У Альберта было широкое лицо, одно из тех, которые светятся доверием, а это качество со временем в нашем мире сильно поизносилось. Я напомнил ему, что он и летом был оптимистом и что он еще в июле ошибся в своих предсказаниях. Но на его круглом лице ничего не отразилось, оно напоминало нарисованную круглую, добродушно улыбающуюся луну. «Но они сейчас в Бельфоре, дорогой», — сказал он ехидно, так что я был доволен, когда Даниэль его позвал. Мне больше не нужно было надрываться, отвечая ему. Да что уж там, будто мы играем в игрушки, каждую неделю он вновь предсказывал конец войны, словно это зависело от нас.
Но когда я посмотрел на Поля, мне показалось, что и он верит так же, как и Альберт. Выпячивая губы, он дул в мундштук своей трубы, неземной ангел с коротко остриженными светлыми волосами. Он верит, и его брат Пьер тоже. Как и аккордеонист. Поэтому-то они и играли так самозабвенно, без передышки, стоя в дверях, и звуки из мчащегося вагона рассыпались на сентябрьские поля, как непокорные золотые зерна, которые, однако, никогда не прорастут. А они все продолжали играть, не переставая. И Пьер на своей скрипке, таком утонченном музыкальном инструменте, что труба и аккордеон ее легко заглушали. Так же и по характеру Пьер в этом трио был наиболее деликатным, ведь он еще здесь, на этих террасах, лучше всех чувствовал диссонанс игры своей скрипки с безмолвным аккомпанементом неутомимой трубы. Но в лагере было по-другому, там было больше музыкантов, настоящий камерный оркестр официально собирался вечерами, до того, как лай овчарок врывался в горную ночь. Ну и, конечно, Поль играл сам для себя, поскольку в бараках тела ложились быстро, чтобы в обморочном сне заглушить отчаянные вопли голодных тканей. И если случалось, что в этот момент проносили носилки вниз по ступеням, костлявый труп получал несколько тактов Моцарта как последнее «прости» на пути в печь. Но там вместо смычка над струнами длинные кривые зубья дугой изогнулись над его шеей. Когда железный обруч сомкнулся под желтым подбородком, истопник потянул клещи и череп проскользнул сквозь них и повис. И теперь из-за сломанной шеи труп выглядел еще более длинным, особенно если он принадлежал норвежцу, ведь французы и словенцы обычно не долговязы. Да и чехи, и русские тоже. А голландцы долговязы.

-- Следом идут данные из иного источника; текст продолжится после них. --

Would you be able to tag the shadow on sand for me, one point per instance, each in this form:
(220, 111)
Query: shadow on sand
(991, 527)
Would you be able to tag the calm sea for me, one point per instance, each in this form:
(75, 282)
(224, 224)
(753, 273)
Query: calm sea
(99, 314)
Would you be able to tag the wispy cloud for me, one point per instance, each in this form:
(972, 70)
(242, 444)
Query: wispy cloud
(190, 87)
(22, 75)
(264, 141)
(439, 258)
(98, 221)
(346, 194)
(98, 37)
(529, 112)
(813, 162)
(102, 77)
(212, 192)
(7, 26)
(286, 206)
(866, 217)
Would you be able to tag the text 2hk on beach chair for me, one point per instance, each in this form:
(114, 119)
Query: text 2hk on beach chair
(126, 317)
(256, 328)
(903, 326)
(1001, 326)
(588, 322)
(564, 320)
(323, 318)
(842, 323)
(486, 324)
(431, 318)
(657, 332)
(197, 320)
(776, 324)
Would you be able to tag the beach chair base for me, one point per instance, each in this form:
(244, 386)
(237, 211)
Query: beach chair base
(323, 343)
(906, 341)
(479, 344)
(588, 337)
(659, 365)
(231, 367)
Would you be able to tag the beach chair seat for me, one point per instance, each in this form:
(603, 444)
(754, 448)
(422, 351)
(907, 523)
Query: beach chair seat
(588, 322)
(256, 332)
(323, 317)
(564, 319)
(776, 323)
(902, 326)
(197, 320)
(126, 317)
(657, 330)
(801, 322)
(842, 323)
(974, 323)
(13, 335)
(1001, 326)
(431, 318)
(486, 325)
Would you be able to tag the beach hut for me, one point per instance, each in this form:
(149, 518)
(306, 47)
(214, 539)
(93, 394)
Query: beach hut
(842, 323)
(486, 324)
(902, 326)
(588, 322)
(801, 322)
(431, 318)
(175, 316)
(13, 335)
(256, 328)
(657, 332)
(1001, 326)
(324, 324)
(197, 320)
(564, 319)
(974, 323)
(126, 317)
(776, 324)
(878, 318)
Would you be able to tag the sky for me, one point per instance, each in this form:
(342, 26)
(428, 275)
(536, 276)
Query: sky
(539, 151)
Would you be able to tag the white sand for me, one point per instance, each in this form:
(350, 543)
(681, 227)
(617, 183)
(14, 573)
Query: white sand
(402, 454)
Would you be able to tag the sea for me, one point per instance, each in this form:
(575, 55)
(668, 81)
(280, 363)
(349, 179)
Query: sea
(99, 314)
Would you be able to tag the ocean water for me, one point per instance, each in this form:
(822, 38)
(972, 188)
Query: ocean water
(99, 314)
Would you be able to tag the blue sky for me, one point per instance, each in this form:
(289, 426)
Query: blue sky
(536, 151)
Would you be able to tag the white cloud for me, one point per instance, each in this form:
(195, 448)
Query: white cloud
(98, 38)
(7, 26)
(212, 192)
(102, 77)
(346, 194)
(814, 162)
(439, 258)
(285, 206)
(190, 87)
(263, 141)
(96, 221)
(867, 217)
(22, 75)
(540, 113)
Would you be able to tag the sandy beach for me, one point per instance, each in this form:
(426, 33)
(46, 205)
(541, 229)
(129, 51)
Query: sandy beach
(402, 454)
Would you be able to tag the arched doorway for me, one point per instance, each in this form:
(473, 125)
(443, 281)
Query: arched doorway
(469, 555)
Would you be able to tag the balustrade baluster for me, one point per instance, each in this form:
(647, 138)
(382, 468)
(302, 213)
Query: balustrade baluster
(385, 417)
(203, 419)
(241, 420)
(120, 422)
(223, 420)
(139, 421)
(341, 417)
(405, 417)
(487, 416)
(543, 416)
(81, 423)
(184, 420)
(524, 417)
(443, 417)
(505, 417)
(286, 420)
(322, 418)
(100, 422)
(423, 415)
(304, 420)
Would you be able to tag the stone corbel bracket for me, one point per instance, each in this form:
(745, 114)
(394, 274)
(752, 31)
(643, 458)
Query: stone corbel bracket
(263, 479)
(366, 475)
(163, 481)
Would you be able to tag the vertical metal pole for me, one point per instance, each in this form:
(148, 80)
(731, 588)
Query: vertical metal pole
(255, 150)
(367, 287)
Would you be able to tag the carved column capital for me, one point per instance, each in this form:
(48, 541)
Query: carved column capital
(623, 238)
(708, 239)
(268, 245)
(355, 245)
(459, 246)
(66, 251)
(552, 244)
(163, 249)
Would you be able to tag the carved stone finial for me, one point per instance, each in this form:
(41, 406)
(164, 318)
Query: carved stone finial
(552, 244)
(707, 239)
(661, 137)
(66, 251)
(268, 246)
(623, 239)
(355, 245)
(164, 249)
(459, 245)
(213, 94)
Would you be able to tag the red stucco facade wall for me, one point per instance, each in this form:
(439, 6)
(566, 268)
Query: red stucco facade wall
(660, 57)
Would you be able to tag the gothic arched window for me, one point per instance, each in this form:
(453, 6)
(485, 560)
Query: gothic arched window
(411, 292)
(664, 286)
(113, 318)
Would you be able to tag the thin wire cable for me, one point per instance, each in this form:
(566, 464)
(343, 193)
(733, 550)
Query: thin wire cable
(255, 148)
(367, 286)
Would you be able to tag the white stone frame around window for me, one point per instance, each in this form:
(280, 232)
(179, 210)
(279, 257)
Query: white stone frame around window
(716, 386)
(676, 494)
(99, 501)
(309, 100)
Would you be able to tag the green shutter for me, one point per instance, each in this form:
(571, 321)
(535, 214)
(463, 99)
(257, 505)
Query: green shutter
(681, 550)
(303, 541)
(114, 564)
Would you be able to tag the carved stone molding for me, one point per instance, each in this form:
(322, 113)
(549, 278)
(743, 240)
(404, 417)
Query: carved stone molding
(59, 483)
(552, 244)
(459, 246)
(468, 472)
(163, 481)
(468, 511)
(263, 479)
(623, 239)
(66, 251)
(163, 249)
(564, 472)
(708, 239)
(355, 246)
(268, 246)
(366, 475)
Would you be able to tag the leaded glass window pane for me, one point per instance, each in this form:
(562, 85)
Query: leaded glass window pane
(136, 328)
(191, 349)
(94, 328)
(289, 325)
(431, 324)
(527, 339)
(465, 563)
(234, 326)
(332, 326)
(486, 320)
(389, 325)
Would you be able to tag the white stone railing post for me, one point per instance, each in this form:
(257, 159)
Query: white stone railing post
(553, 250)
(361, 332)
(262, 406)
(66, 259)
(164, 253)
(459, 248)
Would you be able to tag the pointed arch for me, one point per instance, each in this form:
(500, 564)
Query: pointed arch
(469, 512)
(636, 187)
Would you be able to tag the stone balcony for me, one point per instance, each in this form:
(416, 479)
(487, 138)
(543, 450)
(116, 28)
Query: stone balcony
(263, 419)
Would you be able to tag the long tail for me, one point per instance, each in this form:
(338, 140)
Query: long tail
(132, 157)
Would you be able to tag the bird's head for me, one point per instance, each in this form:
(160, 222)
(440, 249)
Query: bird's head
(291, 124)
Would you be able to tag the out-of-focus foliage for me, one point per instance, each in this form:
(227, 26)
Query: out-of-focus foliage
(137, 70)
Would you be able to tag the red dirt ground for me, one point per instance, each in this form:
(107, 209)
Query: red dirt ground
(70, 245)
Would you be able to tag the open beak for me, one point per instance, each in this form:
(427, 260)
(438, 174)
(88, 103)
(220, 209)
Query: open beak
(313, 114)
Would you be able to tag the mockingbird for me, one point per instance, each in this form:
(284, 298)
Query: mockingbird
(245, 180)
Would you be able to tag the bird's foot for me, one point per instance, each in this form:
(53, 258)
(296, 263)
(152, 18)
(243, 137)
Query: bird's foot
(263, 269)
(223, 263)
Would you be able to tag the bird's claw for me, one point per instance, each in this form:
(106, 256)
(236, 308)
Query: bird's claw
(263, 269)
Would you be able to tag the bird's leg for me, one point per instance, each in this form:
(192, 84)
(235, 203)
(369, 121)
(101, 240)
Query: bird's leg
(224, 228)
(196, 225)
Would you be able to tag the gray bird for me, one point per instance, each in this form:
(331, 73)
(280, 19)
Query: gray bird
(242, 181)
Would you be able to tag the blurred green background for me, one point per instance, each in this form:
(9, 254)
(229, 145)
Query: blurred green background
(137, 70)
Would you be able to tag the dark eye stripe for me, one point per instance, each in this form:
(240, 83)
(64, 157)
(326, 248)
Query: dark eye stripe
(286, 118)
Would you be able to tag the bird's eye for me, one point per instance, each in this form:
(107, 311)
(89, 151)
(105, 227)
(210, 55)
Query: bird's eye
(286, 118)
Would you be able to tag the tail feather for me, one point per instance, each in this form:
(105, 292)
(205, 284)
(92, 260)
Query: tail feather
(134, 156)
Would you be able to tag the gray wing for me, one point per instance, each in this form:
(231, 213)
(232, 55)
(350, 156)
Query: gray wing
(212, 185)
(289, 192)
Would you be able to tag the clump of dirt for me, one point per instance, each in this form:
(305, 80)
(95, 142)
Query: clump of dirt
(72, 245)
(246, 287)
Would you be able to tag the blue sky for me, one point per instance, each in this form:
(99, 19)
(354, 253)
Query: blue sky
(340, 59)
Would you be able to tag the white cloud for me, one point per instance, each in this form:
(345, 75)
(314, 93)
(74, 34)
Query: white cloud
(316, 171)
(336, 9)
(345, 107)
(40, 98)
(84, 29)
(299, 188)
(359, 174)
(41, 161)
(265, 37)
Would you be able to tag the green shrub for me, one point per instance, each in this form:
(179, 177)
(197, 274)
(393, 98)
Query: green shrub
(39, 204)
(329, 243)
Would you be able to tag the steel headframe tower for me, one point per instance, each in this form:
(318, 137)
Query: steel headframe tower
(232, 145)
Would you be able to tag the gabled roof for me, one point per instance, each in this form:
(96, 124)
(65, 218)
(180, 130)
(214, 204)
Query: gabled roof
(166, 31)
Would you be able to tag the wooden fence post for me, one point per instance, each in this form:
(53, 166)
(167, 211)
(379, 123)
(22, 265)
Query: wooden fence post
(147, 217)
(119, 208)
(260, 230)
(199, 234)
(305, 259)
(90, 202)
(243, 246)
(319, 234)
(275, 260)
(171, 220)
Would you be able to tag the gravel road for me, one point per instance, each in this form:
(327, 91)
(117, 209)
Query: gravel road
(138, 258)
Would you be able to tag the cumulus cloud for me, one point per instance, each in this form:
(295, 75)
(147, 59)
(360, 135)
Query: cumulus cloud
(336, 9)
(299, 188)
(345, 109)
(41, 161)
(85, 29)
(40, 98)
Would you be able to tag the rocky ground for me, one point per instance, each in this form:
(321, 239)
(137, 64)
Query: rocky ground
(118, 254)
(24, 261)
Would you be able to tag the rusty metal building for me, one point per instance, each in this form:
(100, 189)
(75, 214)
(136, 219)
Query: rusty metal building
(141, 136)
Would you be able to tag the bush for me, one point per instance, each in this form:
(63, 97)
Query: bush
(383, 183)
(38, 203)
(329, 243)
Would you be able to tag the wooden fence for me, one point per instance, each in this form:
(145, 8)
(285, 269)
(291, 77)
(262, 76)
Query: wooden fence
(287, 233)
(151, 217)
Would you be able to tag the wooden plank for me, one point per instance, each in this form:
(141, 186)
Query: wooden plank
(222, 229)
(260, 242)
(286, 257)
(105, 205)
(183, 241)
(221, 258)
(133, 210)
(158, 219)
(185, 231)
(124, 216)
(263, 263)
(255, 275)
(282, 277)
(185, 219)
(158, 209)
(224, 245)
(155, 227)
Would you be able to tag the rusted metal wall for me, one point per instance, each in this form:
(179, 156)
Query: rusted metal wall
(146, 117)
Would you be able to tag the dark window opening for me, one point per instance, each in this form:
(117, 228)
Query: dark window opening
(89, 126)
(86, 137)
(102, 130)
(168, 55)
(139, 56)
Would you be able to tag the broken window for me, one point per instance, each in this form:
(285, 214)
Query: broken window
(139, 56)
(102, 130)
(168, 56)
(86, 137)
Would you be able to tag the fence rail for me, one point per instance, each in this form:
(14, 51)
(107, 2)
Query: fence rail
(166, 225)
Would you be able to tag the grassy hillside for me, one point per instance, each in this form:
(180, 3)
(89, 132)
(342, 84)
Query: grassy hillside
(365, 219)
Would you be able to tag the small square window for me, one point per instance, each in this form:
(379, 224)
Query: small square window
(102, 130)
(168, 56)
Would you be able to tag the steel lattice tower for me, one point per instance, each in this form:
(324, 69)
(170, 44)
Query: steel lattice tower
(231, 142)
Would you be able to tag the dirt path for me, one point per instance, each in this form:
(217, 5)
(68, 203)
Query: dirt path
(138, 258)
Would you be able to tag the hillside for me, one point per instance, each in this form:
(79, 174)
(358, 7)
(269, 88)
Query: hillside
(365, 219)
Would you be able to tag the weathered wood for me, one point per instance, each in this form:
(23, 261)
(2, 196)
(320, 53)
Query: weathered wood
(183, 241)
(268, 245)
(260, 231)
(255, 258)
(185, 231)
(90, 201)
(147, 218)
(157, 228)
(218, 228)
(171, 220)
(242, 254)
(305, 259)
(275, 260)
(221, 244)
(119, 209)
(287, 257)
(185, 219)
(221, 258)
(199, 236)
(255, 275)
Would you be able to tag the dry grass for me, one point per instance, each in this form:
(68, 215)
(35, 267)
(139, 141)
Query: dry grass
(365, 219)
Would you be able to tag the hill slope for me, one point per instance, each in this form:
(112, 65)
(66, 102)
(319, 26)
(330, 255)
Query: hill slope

Разумеется, в тех обстоятельствах камерный оркестр на горной террасе кажется неуместным, но и наш, в товарном вагоне, был ничуть не менее странным, если знать, какой груз вез этот длинный состав. Ну, а Поль все ревел в свою трубу. Он сидел у открытого дверного проема, свесив ноги, и покачивался с трубой влево и вправо, и поднимал ее вверх, словно хотел выпустить в небо невидимую стрелу. Здесь не было красного тюльпана над трубой, и скорость поезда не то чтобы что-то обещала, но дразнила и волновала; неясное, в дымке будущее в любом случае ободряет больше, чем закрепощенная определенность в царстве небытия. Не знаю. Не знаю. И сейчас, как и тогда, когда шел разговор об эльзасских партизанах, я не мог избавиться от скепсиса. Скорее всего, искра зла настолько сильно опалила меня в детские годы, что такой слабый луч надежды не мог быть мною осознан. Возможно, я подумал о предстоящей разгрузке вагонов, а это будет труднее, поскольку самостоятельно не смогут передвигаться ни те, кого возили на тачках, ни одинокие пресмыкающиеся. Я смотрел на Андре, стоявшего в другом углу вагона с доктором Сене и другими врачами и санитарами, и представлял себе, сколько страшных часов он пережил, когда эсманы уводили людей туда вниз, под крюки за печью. Представлял себя в каждой группе, которую отводили вниз. Сейчас он слушал Сене, но было заметно, что мыслями он где-то далеко, быть может, обдумывает, стоит ему надеяться на то, что при переезде картотека потеряется, или нет.